メルトダウン事故45年、デブリから今なお強い放射線…米スリーマイル島原発に本紙記者が入る
2024/02/13 読売新聞
商用炉で世界初のメルトダウン(炉心溶融)事故となった1979年3月のスリーマイル島(TMI)原子力発電所事故から45年を前に、本紙記者が廃炉作業中の原発構内に入った。事故が起きた2号機では核燃料の大半が回収されたが、強い放射線を出すデブリが今なお残り、ロボットなどで取り出すための準備が進んでいた。
スリーマイル島原発2号機の原子炉建屋。内部には溶け落ちたデブリが残る(6日、米ペンシルベニア州で)
6日、米ペンシルベニア州を流れるサスケハナ川の中州にある島に入ると、1号機が見えた。事故が起きなかった1号機は2019年まで運転が続けられた。
2号機は、元々の運営会社が買収されるなどの経緯をたどり、20年12月、廃炉ビジネスを手がける米エナジーソリューションズ社へ売却された。TMI原発内部を日本メディアが取材した例はほとんどなかったが、エナジー社は情報公開を重視し、読売新聞の取材依頼に応じた。2号機構内の放射線量は低く、軽装の社員らが行き交っていた。記者も防護服の着用は求められなかった。
地面がコンクリートに覆われた一角が目に入った。「ここには水を蒸発させる設備があった」と担当者は説明した。
東京電力福島第一原発と同様に、TMI原発でも放射性物質を含んだ大量の水が生じ、その処理が問題となった。福島第一原発では昨年8月から約130万トンの処理水の海洋放出が始まったが、TMI原発では蒸発させる方法が採用され、1991~93年に約8700トンが水蒸気として大気に放出された。
2号機の中央制御室内で、事故当時や廃炉作業の状況を説明するエプラー氏
構内の西側から、円筒形の巨大な原子炉建屋が見えた。原子炉内の核燃料約130トンのうち溶けて固まったデブリを含めて99%は、掘削機を挿入するなどして90年までに取り出され、アイダホ州の国立研究所で保管されている。ただ、最終的な処分地は未定という。

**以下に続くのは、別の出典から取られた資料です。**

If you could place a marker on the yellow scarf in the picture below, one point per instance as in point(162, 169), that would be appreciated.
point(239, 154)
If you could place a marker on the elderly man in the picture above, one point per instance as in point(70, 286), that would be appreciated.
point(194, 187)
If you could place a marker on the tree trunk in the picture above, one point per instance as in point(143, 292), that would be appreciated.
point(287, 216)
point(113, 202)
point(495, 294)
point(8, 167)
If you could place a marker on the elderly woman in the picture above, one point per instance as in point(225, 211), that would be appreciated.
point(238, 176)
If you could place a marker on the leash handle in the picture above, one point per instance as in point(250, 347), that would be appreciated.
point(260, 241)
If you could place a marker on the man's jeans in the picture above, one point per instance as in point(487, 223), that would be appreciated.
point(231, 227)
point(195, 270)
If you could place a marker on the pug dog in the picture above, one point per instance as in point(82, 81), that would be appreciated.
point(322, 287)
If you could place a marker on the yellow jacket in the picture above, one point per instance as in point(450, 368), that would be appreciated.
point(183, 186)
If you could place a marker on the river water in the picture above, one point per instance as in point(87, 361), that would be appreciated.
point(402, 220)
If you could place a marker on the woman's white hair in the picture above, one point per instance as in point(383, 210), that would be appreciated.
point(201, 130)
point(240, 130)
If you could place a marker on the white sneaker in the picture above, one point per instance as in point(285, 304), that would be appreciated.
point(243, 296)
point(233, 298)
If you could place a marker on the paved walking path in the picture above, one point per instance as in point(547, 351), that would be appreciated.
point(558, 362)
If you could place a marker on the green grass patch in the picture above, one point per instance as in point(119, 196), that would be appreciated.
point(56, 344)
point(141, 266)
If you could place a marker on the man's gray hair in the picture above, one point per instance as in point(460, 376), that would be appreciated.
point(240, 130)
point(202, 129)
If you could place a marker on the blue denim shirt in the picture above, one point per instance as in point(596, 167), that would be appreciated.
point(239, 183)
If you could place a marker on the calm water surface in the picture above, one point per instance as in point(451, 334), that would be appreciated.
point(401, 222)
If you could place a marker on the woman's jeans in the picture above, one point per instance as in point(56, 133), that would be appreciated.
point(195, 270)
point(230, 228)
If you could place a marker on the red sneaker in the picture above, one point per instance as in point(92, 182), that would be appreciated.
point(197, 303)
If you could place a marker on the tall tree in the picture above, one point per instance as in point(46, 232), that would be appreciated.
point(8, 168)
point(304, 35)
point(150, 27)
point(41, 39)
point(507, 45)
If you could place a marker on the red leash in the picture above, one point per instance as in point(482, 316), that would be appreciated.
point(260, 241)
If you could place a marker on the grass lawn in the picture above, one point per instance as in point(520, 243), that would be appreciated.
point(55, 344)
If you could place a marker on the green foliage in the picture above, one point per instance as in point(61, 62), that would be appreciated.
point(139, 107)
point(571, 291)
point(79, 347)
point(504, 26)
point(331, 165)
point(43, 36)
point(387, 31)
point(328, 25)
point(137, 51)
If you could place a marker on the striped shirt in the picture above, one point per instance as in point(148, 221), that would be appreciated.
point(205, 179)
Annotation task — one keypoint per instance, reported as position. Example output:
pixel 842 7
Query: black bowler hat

残る1%のデブリは原子炉底部などに散らばったままだ。廃炉作業の副責任者、フランク・エプラー氏は「強い放射線を出し、人を送り込むことはできない」と話す。ドローンやロボットを使ってデブリの位置などを調べ、遠隔で切断・破砕する機器の準備や、作業の訓練にも並行して取り組んでいるという。エプラー氏は取材に、「2037年に廃炉を完了させる」との目標を明らかにした。TMI原発での作業は、3基の原子炉で推定約880トンのデブリがあり、41~51年の廃炉完了を目指す福島第一原発より難易度が低い。それでも完了まで事故から約60年を必要とする。「廃炉の困難さを認識した上で、企業と規制当局、地域が力を合わせることが大切だ。福島でも同じだろう」。エプラー氏はそう述べた。
◆ スリーマイル島原子力発電所事故 =スリーマイル島原発2号機の原子炉内が機器の故障や作業ミスで空だき状態となり、核燃料の一部が溶融。微量の放射性物質が外部へ漏れ、周辺住民14万人以上が一時避難した。住民などの健康への影響は確認されていない。